I changed one number in my material. Suddenly the texture repeated everywhere. That’s when UV coordinates finally started making sense.
This post is part of my daily learning journey in game development.
I’m sharing what I learn each day — the basics, the confusion, and the real progress — from the perspective of a beginner.
On Day 76 of my game development journey, I explored UV coordinates and normal maps in Unreal Engine materials.
What I Tried
While working with materials in Unreal Engine, I noticed textures repeating across my mesh.
At first, I thought something was wrong with the texture itself. Then I started adjusting the Texture Coordinate node.
Changing those values immediately changed how often the texture repeated. But the behavior felt strange.
What Confused Me
Why does multiplying UV increase tiling instead of scaling the texture?
Why does dividing make the texture look bigger?
What do the colors inside a normal map actually represent?
Why are most normal maps purple or blue?
What Finally Clicked
The X and Y components of texture coordinates are called UV.

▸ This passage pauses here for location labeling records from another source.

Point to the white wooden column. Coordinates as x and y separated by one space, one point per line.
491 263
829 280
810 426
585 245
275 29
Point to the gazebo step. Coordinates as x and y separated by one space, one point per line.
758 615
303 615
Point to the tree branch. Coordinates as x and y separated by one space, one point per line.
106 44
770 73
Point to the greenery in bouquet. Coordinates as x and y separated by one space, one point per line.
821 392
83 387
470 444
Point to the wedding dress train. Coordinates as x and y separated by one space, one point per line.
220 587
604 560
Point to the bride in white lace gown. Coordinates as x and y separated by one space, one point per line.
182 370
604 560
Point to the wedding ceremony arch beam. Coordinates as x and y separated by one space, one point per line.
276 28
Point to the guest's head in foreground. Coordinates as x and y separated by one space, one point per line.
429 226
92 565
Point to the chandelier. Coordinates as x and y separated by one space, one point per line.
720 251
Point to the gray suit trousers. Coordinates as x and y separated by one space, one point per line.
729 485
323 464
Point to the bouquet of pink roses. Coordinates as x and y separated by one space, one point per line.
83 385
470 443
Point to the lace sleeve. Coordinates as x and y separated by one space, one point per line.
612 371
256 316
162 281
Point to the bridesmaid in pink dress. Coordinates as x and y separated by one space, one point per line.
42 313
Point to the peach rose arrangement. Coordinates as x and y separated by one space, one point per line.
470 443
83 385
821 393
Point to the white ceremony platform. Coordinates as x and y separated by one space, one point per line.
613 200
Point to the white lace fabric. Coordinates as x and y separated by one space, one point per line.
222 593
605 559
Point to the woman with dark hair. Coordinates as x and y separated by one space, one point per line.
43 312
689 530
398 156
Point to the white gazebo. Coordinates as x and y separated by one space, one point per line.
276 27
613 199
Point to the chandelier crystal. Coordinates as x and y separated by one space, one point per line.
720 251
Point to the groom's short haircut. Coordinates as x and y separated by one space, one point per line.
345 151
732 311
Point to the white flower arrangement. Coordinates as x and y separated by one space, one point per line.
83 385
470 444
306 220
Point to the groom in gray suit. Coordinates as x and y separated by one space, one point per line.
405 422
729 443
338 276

Texture UV space normally goes from 0 to 1 in both directions. If UV values go beyond 1, the texture repeats.
For example:
- UV range 0 → 1 → texture appears once
- UV range 0 → 2 → texture repeats twice
That’s why:
- Multiplying UV increases tiling density
- Dividing UV reduces tiling and makes textures appear larger
I also understood what normal maps actually do.
Normal maps store surface direction data using RGB channels:
- Red → X direction
- Green → Y direction
- Blue → Z direction (surface facing outward)
They don’t change geometry.
They change how light reacts to the surface. That’s why most normal maps appear purple or blue.
Practical Fix
- Add a Texture Coordinate node in the material
- Multiply UV values to increase tiling
- Divide UV values to reduce tiling
- Connect normal maps to the Normal input
- Check normal map compression settings
One Lesson for Beginners
- UV controls where textures appear on a mesh
- Texture repetition depends on UV scale
- Normal maps fake lighting detail without extra polygons
- Too much tiling creates obvious repetition
- Incorrect normal maps can break lighting
Understanding UV space is fundamental for environment materials.
Many visual issues in game assets come from incorrect tiling or UV scaling.
Normal maps then add detail without increasing polygon count — which is essential for performance in real-time engines like Unreal Engine.
Slow progress — but I’m building a strong foundation.
If you’re also learning game development, what was the first thing that confused you when you started?